Bulloch’s Public Safety/Emergency Management Agency Director Ted Wynn reported 33 COVID-19 patients were hospitalized at East Georgia Regional Medical Center on Wednesday, topping the previous high of 31 patients on four separate occasions in December and January.
“We continue to see COVID cases rise dramatically here at EGRMC,” said Dr. Alan Scott, chief of staff and director of Emergency Services at East Georgia Regional Medical Center. “That is a similar trend in many communities across the nation. Younger, sicker and quicker is the most recent phase to describe what we are seeing.”
East Georgia Regional CEO Stephen Pennington said the hospital is nearing capacity for Intensive Care Unit (ICU) beds, but can still accommodate more COVID cases, if necessary, that don’t require critical care.
The number of cases in Bulloch County continues the upward trend that began around the middle of July. The Georgia Department of Public Health reported Bulloch had 50 new confirmed cases since Monday – 31 on Tuesday and 18 on Wednesday.
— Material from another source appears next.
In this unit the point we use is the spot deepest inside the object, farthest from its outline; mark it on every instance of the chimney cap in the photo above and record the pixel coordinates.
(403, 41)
Bulloch has recorded 280 confirmed cases since July 12, after 39 were reported for the entire month of June.
“It is unclear at this time if the Delta variant, which now accounts for 80% of cases, is playing a role or just that the shift in demographics (to younger people) is a result of lower vaccination rates in this group,” Dr. Scott said. “It is clear the virus attacks all ages indiscriminately and we must continue our efforts to vaccinate. Vaccination is the single best tool we have to defeat this virus, along with continued masking indoors and social distancing.”
After reporting 6,480 new confirmed cases across Georgia on Tuesday, the Department of Health said 3,014 cases were added Wednesday.
The state's seven-day average for daily cases is now above 4,000, almost 11 times higher than when cases bottomed out in late June. The current seven-day average is the highest since Feb. 10, and higher than Georgia's peak in July 2020. The state's rolling average peaked above 9,500 in mid-January.
Hospitalizations also continued a rapid increase, climbing above 2,600 statewide on Tuesday. Statewide, 26 hospitals reported to the Georgia Coordinating Center that they were turning away all patients or new intensive care patients, including 7 of 11 hospitals in the Piedmont system and half of the 10 hospitals in the Wellstar system.
Dr. Alan Brown, chief medical officer of the Brunswick-based Southeast Georgia Health System, told The Brunswick News that the contagious delta variant and low vaccination rates have led to the system's hospitals having 10 to 20 times as many patients as they had in early July.
“At this rate, we’ll soon be facing capacity challenges, not only for patient beds, but also for nursing teams who care for our patients," Brown said, calling the stress on employees “disheartening.”
University System of Georgia
The University System of Georgia issued guidelines this week urging, but not mandating, masking and vaccinations.
“The University System of Georgia recognizes COVID-19 vaccines offer safe, effective protection and urges all students, faculty, staff and visitors to get vaccinated either on campus or with a local provider,” the guidelines stated.
“Additionally, everyone is encouraged to wear a mask or face covering while inside campus facilities. The system continues to work closely with the Georgia Department of Public Health to prioritize the health and safety of our campus communities.”
About 600 of the nation’s 4,000 colleges and universities have ordered students to get fully vaccinated in time for the fall semester, while hundreds also have imposed mask mandates.
The schools have cited new guidelines from the Atlanta-based Centers for Disease Control and Prevention recommending that even fully vaccinated Americans mask up indoors.
The University System’s policy is in keeping with Gov. Brian Kemp’s position on virus mandates. Like other Republican governors, Kemp has resisted calls to require Georgians to mask up or get vaccinated throughout the course of the pandemic.
The Associated Press contributed to this report.